John Maynard (MP) - Parliamentarian

Parliamentarian

He represented Totnes in both the Short Parliament of 1640 and the Long Parliament, and from the first took an active part in the business of the house. In December 1640 he was placed on the committee of scrutiny into the conduct of lords-lieutenant of counties, and on that for the discovery of the "prime promoters" of the new "canons ecclesiastical" passed in the recent irregular session of convocation. He was also one of the framers of the articles upon which Strafford was impeached, and one of the principal speakers at the trial. He threw himself with great zeal into the affair, and on the passing of the bill of attainder said joyfully to Sir John Bramston, "Now we have done our work. If we could not have effected this we could have done nothing". A strong Presbyterian, he subscribed and administered to the house the protestation of 3 May 1641 in defence of the Protestant religion, and drafted the bill making subscription thereto obligatory on all subjects.

In the committee, which sat at Guildhall after the adjournment of the House of Commons which followed the king's attempt to arrest the five members (4 January 1641/2), he made an eloquent speech in defence of parliamentary privilege. In the following May he accepted a deputy-lieutenancy of militia under the parliament, and on 12 June 1643 was nominated a member of the Westminster Assembly of Divines.
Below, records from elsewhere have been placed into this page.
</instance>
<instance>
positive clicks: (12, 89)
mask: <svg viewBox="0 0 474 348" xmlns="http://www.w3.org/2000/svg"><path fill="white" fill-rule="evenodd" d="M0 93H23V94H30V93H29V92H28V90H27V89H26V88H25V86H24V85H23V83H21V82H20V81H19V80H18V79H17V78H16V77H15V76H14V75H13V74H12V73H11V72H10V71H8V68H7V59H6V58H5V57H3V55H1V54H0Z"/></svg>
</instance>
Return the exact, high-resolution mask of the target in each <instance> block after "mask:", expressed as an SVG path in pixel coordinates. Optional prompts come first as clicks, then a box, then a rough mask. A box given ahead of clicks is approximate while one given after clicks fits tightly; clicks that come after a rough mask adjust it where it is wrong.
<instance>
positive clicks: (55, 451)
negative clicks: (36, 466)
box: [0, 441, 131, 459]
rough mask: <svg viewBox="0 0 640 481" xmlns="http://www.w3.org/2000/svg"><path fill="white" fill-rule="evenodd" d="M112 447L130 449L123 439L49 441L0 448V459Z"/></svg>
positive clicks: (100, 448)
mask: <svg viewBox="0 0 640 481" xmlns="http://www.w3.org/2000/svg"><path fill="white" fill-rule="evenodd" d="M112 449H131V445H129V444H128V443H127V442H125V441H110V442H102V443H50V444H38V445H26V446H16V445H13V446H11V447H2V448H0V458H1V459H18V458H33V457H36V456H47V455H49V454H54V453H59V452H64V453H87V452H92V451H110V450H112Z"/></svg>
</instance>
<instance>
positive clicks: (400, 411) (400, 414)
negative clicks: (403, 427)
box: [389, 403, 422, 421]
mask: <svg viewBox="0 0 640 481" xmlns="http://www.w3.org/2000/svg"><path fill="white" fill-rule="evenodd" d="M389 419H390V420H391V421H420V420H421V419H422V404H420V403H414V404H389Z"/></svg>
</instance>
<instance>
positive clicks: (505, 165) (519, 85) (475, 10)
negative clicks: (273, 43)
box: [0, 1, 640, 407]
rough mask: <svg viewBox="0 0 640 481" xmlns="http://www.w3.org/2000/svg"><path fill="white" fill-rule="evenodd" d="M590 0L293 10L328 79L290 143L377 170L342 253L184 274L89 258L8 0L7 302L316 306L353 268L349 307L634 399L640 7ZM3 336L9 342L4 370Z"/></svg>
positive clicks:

He took the covenant on 25 September following, and was one of the managers of the impeachment of William Laud in January–March 1643/4. With his friend Bulstrode Whitelocke, Maynard attended, by Essex's invitation, a meeting of the anti-Cromwellian faction, held at Essex House in December 1644, to discuss the expediency of taking public action against Cromwell as an ‘incendiary.' The idea, which seems to have originated with the Lord Chancellor of Scotland Loudon, met with no favour from the English lawyers, and was in consequence abandoned.

A curious testimony to Maynard's reputation at this time is afforded by a grant made in his favour by parliament in October 1645 of the books and manuscripts of the late Lord Chief Justice Bankes, with liberty to seize them wherever he might find them. In the House of Commons he was heard with the profoundest respect, while he advocated the abolition of feudal wardships and other salutary legal reforms. He also prospered mightily in his profession, making in the course of the summer circuit of 1647 the unprecedentedly large sum of £700. As a politician he was a strict constitutionalist, protested against the first steps taken towards the deposition of the king, and on the adoption of that policy withdrew from the house as no longer a lawful assembly (November 1648).